Long-distance phone carrier Japan Telecom Co Ltd said on Tuesday it had agreed to forge ties with China's biggest telecoms company China Telecom.
Japan Telecom president Haruo Murakami and China Telecom president Zhou Deqiang met in Beijing on Thursday last week and signed a memorandum of understanding to build links, the Japanese firm's spokeswoman Kazumi Narihiro said.
"Under the accord, the two companies will seek future cooperation in providing telecommunications services," she said, adding that no further details had been decided.
"The agreement thus includes all sorts of possibilities," she said.
The Nihon Keizai Shimbun business daily reported that the two firms planned to cooperate in areas including high-speed communications and mobile phone operations in China.
The duo aimed to launch international high-speed data transmission services using the advanced ATM (asynchronous transfer mode) system, the business daily said.
In the mobile Internet business, Japan Telecom planned to support China Mobile Communications Corp, the Chinese company's mobile phone arm, in the introduction of third generation (3G) services, it said.
The tie-up would also help the world's biggest mobile phone company Vodafone Group plc of Britain to expand in China, the paper said.
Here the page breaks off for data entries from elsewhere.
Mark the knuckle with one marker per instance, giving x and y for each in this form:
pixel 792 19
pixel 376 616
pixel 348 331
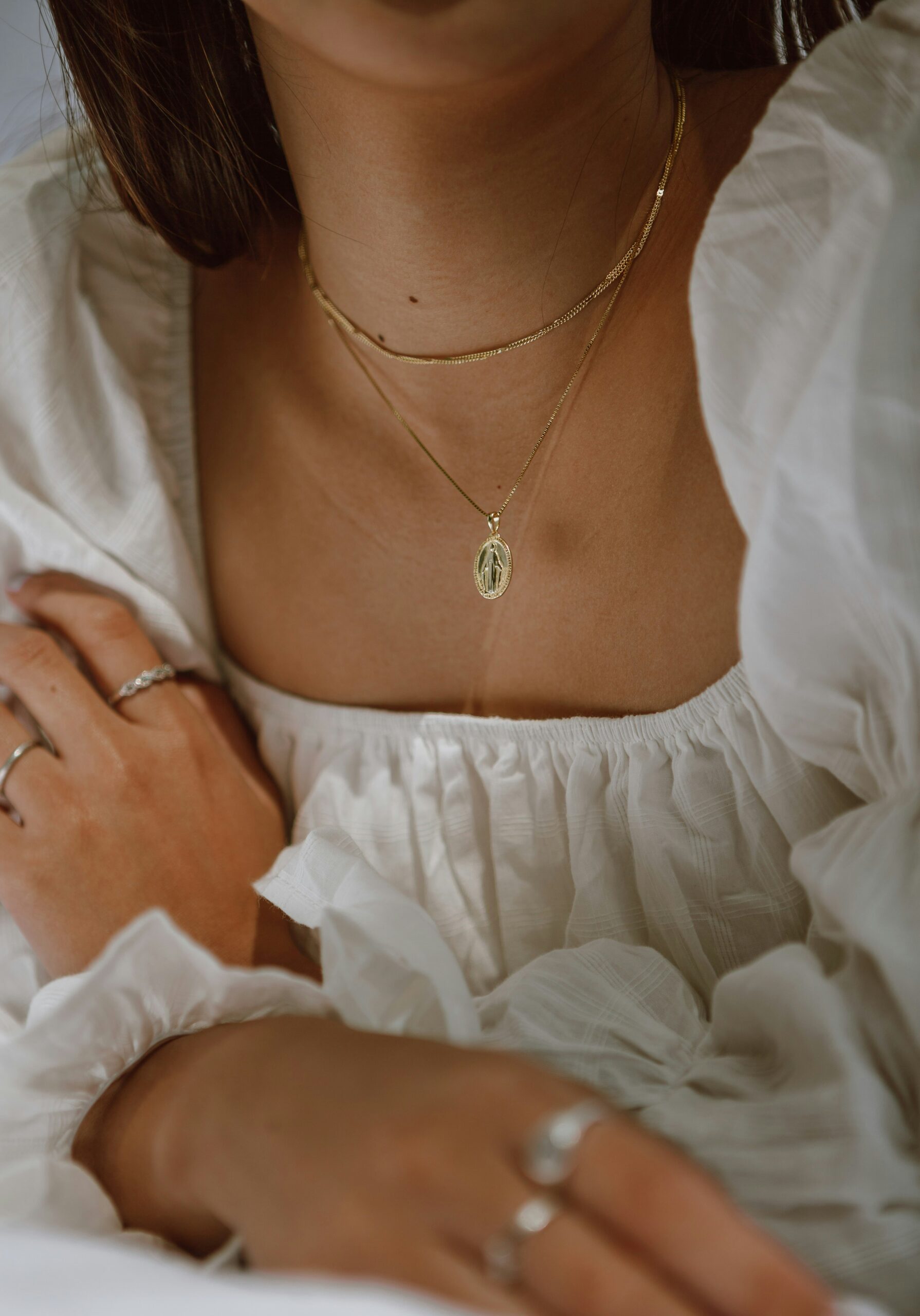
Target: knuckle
pixel 409 1159
pixel 107 619
pixel 29 648
pixel 592 1287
Vodafone owns a 20-percent stake in Japan Telecom.
The latest move came after Japan's second-ranking KDDI Corp confirmed last Wednesday it had struck a deal to provide mobile phone and Internet connection technology to China Unicom Ltd.
Last November NTT Communications Corp, part of Japan's No 1 telecoms group NTT, also struck a deal with China Telecom to jointly provide their respective customers with international telecommunications services, using Internet technology.
With China's entry into the World Trade Organization pending, China has decided to liberalise the telecoms sector in a bid to accelerate competition and improve services in the booming market.
China's Ministry of Information Industry said there were more than 100 million mobile phone users in China by the end of March -- the world's second largest market behind the US -- compared with about 60 million in Japan at the end of last year.